Merkez Bankası dikkatle izlediği iç talep konusunda şimdiye kadar hiç telaşa kapılmadı. Eleştirilerin aksine, özetle ‘Takipteyiz ama enflasyonu etkileyecek bir iç talep artışı yok’ görüşünü zaman zaman belirtti.
Merkez Bankası eylül ayı enflasyon raporunda da, ‘Mal fiyatlarının mevsimsel etkilere rağmen oldukça sınırlı artış göstermesi, fiyatlar üzerinde güçlü bir talep baskısı olmadığına işaret etmektedir’ derken, daha açık ifadeyle, aynı raporda şu saptamayı yaptı: ‘Eylül ayı enflasyon rakamları, aynı zamanda iç talepteki artışın enflasyon üzerinde belirgin bir baskı yaratmadığına dair saptamalarımızı doğrular niteliktedir.’

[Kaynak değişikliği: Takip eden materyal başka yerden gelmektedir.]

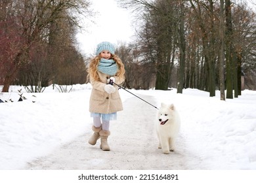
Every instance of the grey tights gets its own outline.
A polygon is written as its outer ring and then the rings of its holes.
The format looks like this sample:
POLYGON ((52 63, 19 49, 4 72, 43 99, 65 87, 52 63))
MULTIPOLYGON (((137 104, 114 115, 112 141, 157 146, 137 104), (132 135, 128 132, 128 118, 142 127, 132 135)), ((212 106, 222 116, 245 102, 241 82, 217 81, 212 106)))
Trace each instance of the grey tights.
MULTIPOLYGON (((95 127, 100 127, 101 124, 100 117, 93 117, 93 125, 95 127)), ((110 130, 110 121, 102 120, 102 129, 110 130)))

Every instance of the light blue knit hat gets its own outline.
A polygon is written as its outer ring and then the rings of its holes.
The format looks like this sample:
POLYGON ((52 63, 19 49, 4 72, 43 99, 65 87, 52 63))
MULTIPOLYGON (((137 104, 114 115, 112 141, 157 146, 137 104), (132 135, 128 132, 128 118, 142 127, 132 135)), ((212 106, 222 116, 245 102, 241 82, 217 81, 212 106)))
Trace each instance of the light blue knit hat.
POLYGON ((114 54, 115 50, 115 46, 113 44, 107 41, 104 41, 98 44, 96 48, 96 54, 98 55, 103 50, 108 50, 112 54, 114 54))

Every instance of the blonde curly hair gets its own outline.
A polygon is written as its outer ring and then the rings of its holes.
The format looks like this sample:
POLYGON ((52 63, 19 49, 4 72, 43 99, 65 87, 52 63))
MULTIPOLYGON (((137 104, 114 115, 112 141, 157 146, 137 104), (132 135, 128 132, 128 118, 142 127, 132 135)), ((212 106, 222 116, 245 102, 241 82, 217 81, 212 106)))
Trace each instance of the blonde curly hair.
MULTIPOLYGON (((97 73, 97 68, 98 63, 100 62, 101 58, 99 56, 97 56, 93 58, 91 60, 89 66, 87 69, 87 72, 89 75, 87 75, 87 82, 90 80, 90 78, 93 78, 95 80, 99 81, 100 78, 97 73)), ((125 66, 121 61, 121 59, 116 54, 111 54, 110 59, 114 60, 116 64, 118 66, 117 72, 116 74, 116 76, 120 77, 121 79, 125 79, 125 66)))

Merkez Bankası buna rağmen temkini elden bırakmama eğiliminde. Özel tüketim artışının alt harcama grupları itibariyle yaygınlaşması ve yarı dayanıklı-dayanıksız tüketim malları ile diğer hizmetlere yönelik harcamalardaki artışların hız kazanmasının, ‘iç talep göstergelerinin yakından takip edilmesini’ gerektirdiği görüşünde.

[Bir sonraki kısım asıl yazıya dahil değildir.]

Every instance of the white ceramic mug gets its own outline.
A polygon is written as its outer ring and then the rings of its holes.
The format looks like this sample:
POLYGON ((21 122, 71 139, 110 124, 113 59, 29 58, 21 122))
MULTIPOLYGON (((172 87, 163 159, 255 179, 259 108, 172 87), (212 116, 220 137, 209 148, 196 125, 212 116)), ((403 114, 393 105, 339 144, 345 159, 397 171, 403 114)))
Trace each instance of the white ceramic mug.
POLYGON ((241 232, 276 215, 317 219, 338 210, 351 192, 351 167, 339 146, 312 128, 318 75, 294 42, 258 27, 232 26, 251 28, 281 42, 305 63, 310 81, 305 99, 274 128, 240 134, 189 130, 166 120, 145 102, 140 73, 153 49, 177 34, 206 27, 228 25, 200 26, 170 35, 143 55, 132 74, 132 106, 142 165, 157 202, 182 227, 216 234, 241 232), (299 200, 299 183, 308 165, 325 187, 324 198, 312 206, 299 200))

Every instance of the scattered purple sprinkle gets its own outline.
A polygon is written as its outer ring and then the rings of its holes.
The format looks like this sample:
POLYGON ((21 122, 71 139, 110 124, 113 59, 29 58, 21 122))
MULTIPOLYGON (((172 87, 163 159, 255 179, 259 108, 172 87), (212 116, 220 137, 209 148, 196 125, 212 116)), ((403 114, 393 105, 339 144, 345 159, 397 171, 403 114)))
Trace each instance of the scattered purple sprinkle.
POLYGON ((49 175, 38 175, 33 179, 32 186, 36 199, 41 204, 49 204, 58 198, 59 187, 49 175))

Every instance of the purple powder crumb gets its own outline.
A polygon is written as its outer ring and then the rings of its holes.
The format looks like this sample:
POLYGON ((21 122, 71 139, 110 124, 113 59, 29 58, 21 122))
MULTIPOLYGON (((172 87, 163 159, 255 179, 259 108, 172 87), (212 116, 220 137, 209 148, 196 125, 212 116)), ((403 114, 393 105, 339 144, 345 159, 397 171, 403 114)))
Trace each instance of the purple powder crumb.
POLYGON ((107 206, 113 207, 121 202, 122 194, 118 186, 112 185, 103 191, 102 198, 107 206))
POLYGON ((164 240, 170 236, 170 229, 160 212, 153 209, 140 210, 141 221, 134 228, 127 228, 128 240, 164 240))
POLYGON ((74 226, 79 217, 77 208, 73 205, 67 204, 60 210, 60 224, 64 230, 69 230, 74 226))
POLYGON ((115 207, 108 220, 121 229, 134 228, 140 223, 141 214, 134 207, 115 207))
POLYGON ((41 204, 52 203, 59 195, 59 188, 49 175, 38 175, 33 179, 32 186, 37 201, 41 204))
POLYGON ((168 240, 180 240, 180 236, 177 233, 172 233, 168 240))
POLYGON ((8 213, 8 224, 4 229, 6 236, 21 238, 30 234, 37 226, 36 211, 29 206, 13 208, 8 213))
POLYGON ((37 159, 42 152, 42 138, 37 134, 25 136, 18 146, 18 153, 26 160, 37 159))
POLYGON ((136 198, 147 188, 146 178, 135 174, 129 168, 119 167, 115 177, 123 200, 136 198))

Merkez Bankası yönetimi eylül ayında, eğitim dönemine rağmen, enflasyondaki gidişattan memnun kaldı. Son dönemde kredi hacmindeki hızlı artışın göreli olarak yavaşlaması ve para talebinde de benzer bir eğilimin gözlenmesi dikkat çekici bulunurken, mali piyasalardaki dalgalanmanın ardından yılın ikinci yarısına doğru alınan bir dizi seçici önlemin dayanaklı tüketim malları ve otomobile yönelik talepte bir yavaşlamaya yol açtığı gözleniyor. Bu nedenle Merkez Bankası yılın son çeyreğinden itibaren büyüme hızında bir yavaşlama olacağını tahmin ediyor. Ancak bu yavaşlamanın yumuşak olacağı ve istikrarlı seyreden dış talep ile tüketici güvenine paralel üretimdeki yüksek seviyelerin devam edeceğini öngörüyor. Yani enflasyon için tehlike görmüyor.

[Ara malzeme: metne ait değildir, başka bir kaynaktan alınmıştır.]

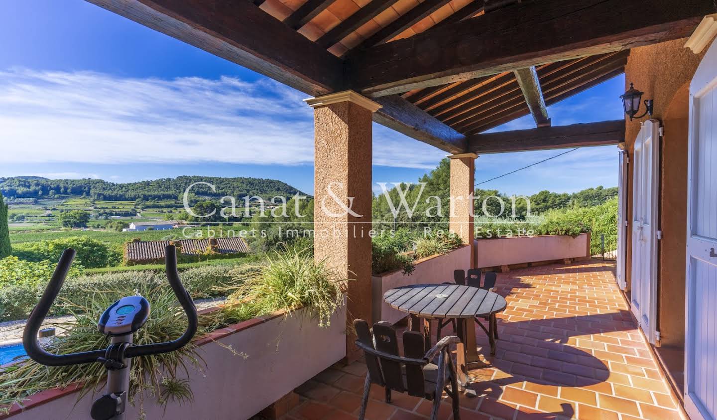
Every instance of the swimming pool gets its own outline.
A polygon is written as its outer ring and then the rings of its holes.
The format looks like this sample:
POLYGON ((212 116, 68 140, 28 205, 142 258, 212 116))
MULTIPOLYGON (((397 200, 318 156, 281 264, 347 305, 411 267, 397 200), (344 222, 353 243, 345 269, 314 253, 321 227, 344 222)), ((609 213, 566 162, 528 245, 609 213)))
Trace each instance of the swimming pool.
POLYGON ((0 365, 9 363, 17 357, 22 358, 27 357, 22 342, 0 347, 0 365))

Merkez Bankası bunu açıkca söylemiyor ama biliyoruz ki; artan dünya hampetrol fiyatları bu seviyelerini koruduğu müddetçe, bunun iç piyasaya yansıması kaçınılmaz olacak ve bu da iç talepteki artışı iyice frenleyecek. Ancak enflasyona olumsuz katkısı da kaçınılmaz olacak.
AKARYAKIT ZAMMI KAPIDA
Gerçekten de dünya petrol fiyatları çok yüksek seyrediyor. Eylül ayının son günlerinde yapılan akaryakıt ve doğalgaz zammı, eylül ayı enflasyon rakamlarına yansımadı ama ekim ayı enflasyonunu etkileyecek. Ancak bu zamla yetinilemeyeceği anlaşılıyor. Bir müddet stoktan yiyebilirsiniz ama akaryakıtta yeni bir zam gereğinin doğduğu açık.
IMF’yle yeni stand-by anlaşmasının arefesinde, gereken zamların tutulamayacağı da ortada. Üstüne üstlük IMF’nin, bu yılki yüksek büyüme nedeniyle, faiz dışı fazlanın da yüksek olması gerektiğini, yani tasarrufların bile harcanmaması gerektiğini söylediğini biliyoruz. Yani akaryakıtın ÖTV’sinden fedakarlık edip, fiyatları sabit tutmak mümkün değil.
Yani önümüzdeki hafta bir akaryakıt zammı gelebilir. Dünya fiyatları böyle gittiği müddetçe, en geç ekim sonunda bu zammın yapılması kaçınılmaz olur.
Bu arada, elektrikte zam gerekirken, yeni indirimin maliyeti en az 300 trilyon lira olarak hesaplanıyor. Sizce, faiz dışı fazlanın yüzde 7’ye çıkarılmasını isteyen IMF, bu uygulamaya, daha doğrusu yeniden sübvansiyon döneminin açılmasına nasıl bakar?
Merkez Bankası da, ‘2005'te iç talep ve işgücü maliyetlerinin geçtiğimiz üç yıldaki kadar, enflasyonun düşmesine destek vermeyebileceği, yüksek petrol fiyatlarının enerji maliyetlerini artırarak hem cari işlemler, hem de enflasyon üzerinde baskı yaratabileceği, uluslar arası piyasalarda meydana gelebilecek likidite daralması ve faiz artışlarının kurlar üzerinde baskı yaratabileceği gibi risk faktörleri bulunmaktadır’ diyor.
Bu riskleri dengelemenin tek yolu ise ‘kaliteli bir bütçe disiplini’nden geçiyor. Yani AB, IMF derken işler kolaylaşıyor gibi gözüküyor ama tek haneli enflasyon zor iş.